The fundamental position taken by the conference designers is based in circular causality, which was at the heart of the concerns of the Macy Conferences (1946 to 1952) where cybernetics took its contemporary form.
It is easy to talk about circular causality, but to live within it is harder. In part this is because to use the word “apply”, as in applying theory to practice, is to use the linear logic of power. All too often, we see doing as inferior to thinking. (This is one reason that the conference is not a paper conference with one telling many what he/she knows; but a conversational conference in which the exchange of understandings can lead to new concepts and new agreements: a very cybernetic way of acting.) Thus, we all too often seek theory to justify practice, prioritising understanding over action in such sayings as “Before you act you should understand”.
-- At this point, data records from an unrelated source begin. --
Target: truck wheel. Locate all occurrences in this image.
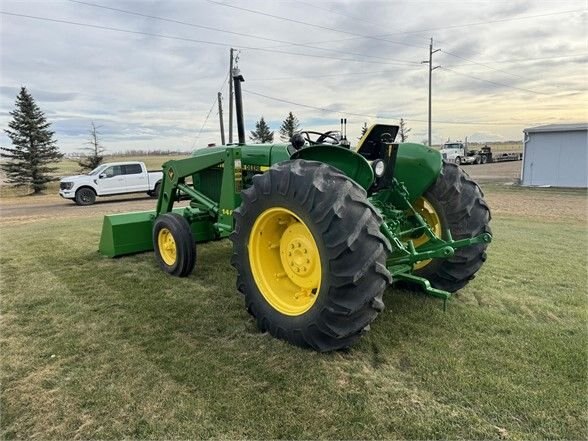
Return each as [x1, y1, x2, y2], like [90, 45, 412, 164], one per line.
[74, 187, 96, 206]
[454, 156, 462, 165]
[481, 155, 488, 164]
[413, 162, 491, 292]
[150, 182, 161, 198]
[231, 160, 392, 352]
[153, 213, 196, 277]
Perhaps the most important contribution of Jean Piaget (1959) is his explanation of the mechanisms of the “Construction of Reality in the Child” (republished by Routledge in 1999 in London): children don’t come with built in understandings, but act in the world both to define that world, and to develop his/her understanding. In this view, action has, if anything, precedence over understanding: doing comes before thinking. The mechanism through which action and understanding can be worked together is through learning.
Precedence and superiority are probably unhelpful concepts. In our conference we will consider the conference theme “Acting—Learning—Understanding” through both the way that action leads to understanding (sub-theme 1), and understanding leads to action (sub-theme 2), bringing the two together in a circular form where each can be seen to cause the other (Concluding Unification). We will do this through talking and through acting together.
In our conference we look for new questions we can work on, rather than reports on already decided answers to old questions. We are looking to move forward—together—towards new questions.